Elle précisait avoir joint plusieurs documents justificatifs dont le récépissé de la dissolution du PACS ainsi qu'une attestation sur l’honneur de la garde exclusive de ses deux enfants, signée par elle-même et son ex-partenaire.
Cependant, sa demande de déblocage aurait été refusée par son teneur de compte, l'établissement X, au motif que celle-ci aurait dû être accompagnée d’une copie du jugement du tribunal ou, à défaut, d'une copie complète de la convention homologuée par acte d'avocat et déposée chez un notaire mentionnant la résidence habituelle des enfants.
Or, Mme D. précisait ne pas souhaiter passer par un avocat ou un juge aux affaires familiales afin de justifier de la garde exclusive de ses deux enfants, les modalités ayant été définies d'un commun accord avec son ex-partenaire.

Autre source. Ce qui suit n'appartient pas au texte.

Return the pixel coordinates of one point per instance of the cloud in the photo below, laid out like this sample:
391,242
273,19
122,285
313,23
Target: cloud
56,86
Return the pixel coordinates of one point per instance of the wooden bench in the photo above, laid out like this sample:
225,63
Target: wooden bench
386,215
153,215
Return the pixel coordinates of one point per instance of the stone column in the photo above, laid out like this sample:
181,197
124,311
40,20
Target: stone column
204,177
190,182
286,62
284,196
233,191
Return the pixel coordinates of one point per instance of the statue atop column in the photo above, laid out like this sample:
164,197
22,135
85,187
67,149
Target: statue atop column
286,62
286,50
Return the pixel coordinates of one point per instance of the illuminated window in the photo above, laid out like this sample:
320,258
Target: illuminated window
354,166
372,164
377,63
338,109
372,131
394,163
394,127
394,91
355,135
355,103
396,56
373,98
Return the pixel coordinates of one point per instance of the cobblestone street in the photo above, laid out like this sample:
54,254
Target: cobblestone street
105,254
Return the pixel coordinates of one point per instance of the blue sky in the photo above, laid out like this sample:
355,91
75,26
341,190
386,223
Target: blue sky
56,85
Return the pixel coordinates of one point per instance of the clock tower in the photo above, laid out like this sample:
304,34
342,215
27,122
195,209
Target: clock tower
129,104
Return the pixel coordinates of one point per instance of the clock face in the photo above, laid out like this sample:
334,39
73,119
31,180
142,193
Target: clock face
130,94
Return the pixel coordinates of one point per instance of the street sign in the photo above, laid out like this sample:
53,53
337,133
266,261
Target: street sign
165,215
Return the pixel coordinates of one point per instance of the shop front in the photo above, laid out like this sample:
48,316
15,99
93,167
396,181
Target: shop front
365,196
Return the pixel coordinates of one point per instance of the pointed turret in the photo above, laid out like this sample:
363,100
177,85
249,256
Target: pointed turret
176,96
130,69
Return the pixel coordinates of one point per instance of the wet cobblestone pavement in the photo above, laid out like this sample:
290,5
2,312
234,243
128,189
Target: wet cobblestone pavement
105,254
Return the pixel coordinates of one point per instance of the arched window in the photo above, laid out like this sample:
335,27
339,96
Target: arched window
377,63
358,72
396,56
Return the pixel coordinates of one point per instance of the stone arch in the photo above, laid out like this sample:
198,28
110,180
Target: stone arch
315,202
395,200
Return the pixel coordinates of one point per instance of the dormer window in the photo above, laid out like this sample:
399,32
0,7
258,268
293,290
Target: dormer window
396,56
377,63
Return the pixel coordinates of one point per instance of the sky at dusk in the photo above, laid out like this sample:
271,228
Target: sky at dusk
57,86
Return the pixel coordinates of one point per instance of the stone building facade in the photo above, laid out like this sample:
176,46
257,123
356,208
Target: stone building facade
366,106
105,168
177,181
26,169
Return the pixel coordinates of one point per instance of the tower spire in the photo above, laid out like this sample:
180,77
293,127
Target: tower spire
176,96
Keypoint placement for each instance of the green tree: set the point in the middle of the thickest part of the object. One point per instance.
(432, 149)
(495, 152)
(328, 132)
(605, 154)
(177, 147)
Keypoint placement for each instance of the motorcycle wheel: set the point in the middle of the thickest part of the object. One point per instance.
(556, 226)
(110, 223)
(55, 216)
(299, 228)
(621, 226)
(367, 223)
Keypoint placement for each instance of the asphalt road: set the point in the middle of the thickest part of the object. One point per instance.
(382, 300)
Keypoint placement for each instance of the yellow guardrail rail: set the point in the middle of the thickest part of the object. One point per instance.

C'est dans ce contexte que Mme D a sollicité mon intervention afin d'obtenir le déblocage anticipé de ses avoirs d'épargne salariale.
L'instruction
J'ai pris l'attache de l'établissement X qui m'a confirmé avoir apporté une réponse défavorable à la demande de Mme D. compte tenu des documents justificatifs transmis.
En effet, ce dernier soulignait que l'attestation sur l’honneur n'était pas un élément suffisant et recevable et avoir en conséquence demandé à Mme D. de lui faire parvenir une copie du jugement définitif complet, mentionnant la résidence habituelle du ou des enfants ou à défaut une copie complète de la convention homologuée par acte d'avocat et déposée chez un notaire mentionnant la résidence habituelle du ou des enfants.
L'établissement X m'a en outre précisé avoir indiqué à Mme D. qu'elle pouvait également lui transmettre une convention de modalités de garde homologuée par le Juge des affaires familiales (JAF) pour permettre à ses services de valider ce dossier.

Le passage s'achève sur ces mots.